Schwanger in Kabul: Nichts geht ohne Bestechung

Schwanger in Kabul: Nichts geht ohne Bestechung
In Afghanistan bedeutet eine Schwangerschaft Lebensgefahr: Zehntausende Frauen sterben dort jährlich mangels ärztlicher Versorgung. Es sei denn, sie haben Geld.
08.07.2010
Von Agnes Tandler

"Du bist nicht schwanger, du hast einfach zu viel gegessen", fuhr eine Schwester im Krankenhaus Zarmina an, als sie vor drei Monaten hochschwanger mit Wehen eingeliefert wurde. Zarmina arbeitet als Hebamme in der afghanischen Hauptstadt Kabul. "Wenn du niemanden in der Klinik kennst und kein Geld hast, kümmert sich hier keiner um dich", sagt die 30-Jährige. "Ich musste sogar 1.500 Afghanis (etwa 30 US-Dollar) zahlen, damit sie mich mit dem Neugeborenen nach Hause entlassen haben."

Auch über acht Jahre nach dem Sturz der Taliban ist das Gesundheitssystem des bettelarmen Landes kaum entwickelt. Etwa 26.000 Frauen sterben in Afghanistan pro Jahr an den Folgen von Schwangerschaft oder Geburt. Auf 100.000 Geburten kommen 1.600 Todesfälle. In abgelegenen Gebieten wie Badakshan, im Nordosten des Landes, liegt die Rate noch höher. Damit hat das Land die weltweit zweithöchste Sterblichkeitsrate von Müttern - nur Sierra Leone schneidet noch schlechter ab.

Lebensrettender Kaiserschnitt

Die Hauptgründe dafür sind Blutungen oder Komplikationen beim Geburtsverlauf, wo nur ein Kaiserschnitt das Leben von Mutter und Kind retten könnte. Denn immer noch bringen um die 80 Prozent der Frauen in Afghanistan ihre Kinder ohne jede professionelle Hilfe zur Welt. Die anderen bekommen Hilfe einer Hebamme. Während der Schwangerschaft wird nur ein Drittel der Frauen medizinisch versorgt, nur sehr wenige haben Zugang zu einer Klinik.

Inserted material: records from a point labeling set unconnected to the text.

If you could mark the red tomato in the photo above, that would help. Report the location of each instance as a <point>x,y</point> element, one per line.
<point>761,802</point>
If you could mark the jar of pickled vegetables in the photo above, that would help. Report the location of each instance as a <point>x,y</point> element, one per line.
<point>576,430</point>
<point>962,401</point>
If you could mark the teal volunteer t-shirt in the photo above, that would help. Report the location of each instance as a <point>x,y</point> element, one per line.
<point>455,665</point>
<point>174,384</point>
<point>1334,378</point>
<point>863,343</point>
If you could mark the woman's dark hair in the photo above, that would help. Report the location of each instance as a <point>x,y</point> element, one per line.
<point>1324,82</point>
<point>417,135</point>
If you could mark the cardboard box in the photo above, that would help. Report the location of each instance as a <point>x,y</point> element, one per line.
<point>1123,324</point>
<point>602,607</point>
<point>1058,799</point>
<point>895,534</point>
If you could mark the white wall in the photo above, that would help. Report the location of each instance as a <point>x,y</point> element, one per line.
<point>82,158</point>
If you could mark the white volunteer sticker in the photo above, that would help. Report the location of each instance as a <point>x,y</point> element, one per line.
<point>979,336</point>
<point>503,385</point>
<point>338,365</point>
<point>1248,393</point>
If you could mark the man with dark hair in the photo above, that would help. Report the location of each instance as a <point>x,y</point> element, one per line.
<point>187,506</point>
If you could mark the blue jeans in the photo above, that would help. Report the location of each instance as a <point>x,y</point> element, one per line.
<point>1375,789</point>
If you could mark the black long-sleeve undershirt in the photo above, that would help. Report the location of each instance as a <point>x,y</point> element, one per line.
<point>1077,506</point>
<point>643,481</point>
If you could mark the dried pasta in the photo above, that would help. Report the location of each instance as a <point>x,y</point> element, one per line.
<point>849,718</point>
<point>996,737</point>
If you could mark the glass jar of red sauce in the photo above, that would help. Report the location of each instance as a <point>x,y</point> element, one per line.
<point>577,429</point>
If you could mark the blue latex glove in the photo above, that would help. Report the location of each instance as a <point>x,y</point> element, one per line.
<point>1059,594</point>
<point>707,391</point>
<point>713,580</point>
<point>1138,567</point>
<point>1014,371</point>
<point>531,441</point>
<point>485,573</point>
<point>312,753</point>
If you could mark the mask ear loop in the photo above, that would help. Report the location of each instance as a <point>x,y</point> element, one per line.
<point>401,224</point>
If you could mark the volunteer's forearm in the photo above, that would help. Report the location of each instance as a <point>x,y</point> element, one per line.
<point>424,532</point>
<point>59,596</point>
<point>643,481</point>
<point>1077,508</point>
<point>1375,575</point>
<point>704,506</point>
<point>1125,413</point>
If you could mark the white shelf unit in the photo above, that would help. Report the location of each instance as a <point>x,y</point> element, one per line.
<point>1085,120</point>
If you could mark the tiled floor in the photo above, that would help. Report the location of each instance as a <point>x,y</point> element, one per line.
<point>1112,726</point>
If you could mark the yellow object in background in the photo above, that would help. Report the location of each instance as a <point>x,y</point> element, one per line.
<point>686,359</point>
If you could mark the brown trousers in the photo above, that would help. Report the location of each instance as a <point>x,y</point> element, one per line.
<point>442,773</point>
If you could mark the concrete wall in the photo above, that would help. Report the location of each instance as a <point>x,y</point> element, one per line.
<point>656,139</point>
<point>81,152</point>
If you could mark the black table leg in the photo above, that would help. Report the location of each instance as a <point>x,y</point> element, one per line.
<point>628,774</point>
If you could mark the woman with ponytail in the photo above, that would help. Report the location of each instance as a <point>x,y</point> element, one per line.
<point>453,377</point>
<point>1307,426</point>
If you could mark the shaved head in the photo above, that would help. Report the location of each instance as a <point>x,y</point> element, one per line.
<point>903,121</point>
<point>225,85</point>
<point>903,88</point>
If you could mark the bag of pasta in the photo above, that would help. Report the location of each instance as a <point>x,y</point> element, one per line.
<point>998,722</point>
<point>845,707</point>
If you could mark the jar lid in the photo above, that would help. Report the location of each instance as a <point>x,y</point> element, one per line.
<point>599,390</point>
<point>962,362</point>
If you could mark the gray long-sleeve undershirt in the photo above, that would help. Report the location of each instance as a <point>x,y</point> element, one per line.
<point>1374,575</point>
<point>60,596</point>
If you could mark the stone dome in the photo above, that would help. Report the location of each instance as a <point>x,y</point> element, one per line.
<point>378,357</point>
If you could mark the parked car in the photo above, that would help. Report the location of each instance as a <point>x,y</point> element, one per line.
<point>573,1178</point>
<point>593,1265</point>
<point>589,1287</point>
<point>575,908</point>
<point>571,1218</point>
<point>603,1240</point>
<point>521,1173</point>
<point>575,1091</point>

Eine Folge davon ist auch die hohe Säuglings- und Kindersterblichkeit des Landes. Jedes vierte Kind stirbt, bevor es fünf Jahre alt wird. Selbst in den beiden großen Geburtskliniken in der Hauptstadt Kabul werden die Frauen binnen zwei oder drei Stunden nach der Niederkunft entlassen. Zu früh, um den Gesundheitszustand des Neugeborenen festzustellen, sagt die Ärztin Noor Khanum, die in Kabul ein Hebammen-Hilfsprojekt für die Schweizer Organisation "Terres des Hommes" leitet.

Bevölkerung verzehnfacht

"Die Krankenhäuser sind besser geworden, sauberer, mit modernerer Ausstattung, aber das Personal hat sich nicht verändert", klagt die Hebamme Zarmina. Auch sie arbeitet im Auftrag von "Terres des Hommes". Sie betreut Frauen und Neugeborene in Slums und Flüchtlingslagern der afghanischen Hauptstadt. "90 Prozent der Bevölkerung von Kabul sind arm", sagt die Ärztin Khanum. Durch den Zustrom von Flüchtlingen und Arbeitssuchenden ist die Stadtbevölkerung in den letzten Jahren explodiert. Inzwischen sollen über fünf Millionen Menschen hier leben, 2001 hatte Kabul kaum eine halbe Million Einwohner.

Zarmina geht mit ihren 27 Kolleginnen in den armen Vierteln Kabuls von Tür zu Tür, um Schwangere zu besuchen und zu beraten. Oft sei es schwer, die Frauen zu überzeugen, zur Geburt in eine Klinik zu gehen. "Die Mehrzahl der Ehemänner erlaubt das nicht", sagt Zarmina. Viele Frauen hätten zudem schlechte Erfahrungen in den Kliniken gemacht.

Denn ohne Bestechung läuft nichts. "Ich habe neulich eine Nachbarin zur Entbindung ins Krankenhaus gebracht. Sogar mich haben sie nach Geld gefragt", erzählt Khanum. Schwestern und Ärzte verdienen sich so ein Zubrot zu ihrem schlechten staatlichen Gehalt. Kann eine Familie nicht zahlen, werde eine Frau auch schon mal geschlagen, gekniffen, schikaniert oder gleich aus der Klinik geworfen, berichtet Zarmina. "Wenn die Familie der Frau frische Wäsche in die Klinik bringt, fordert der Wächter noch Geld von den Leuten, um die Anziehsachen zu überbringen", erzählt die Hebamme. "Und die Erwartungen werden immer höher."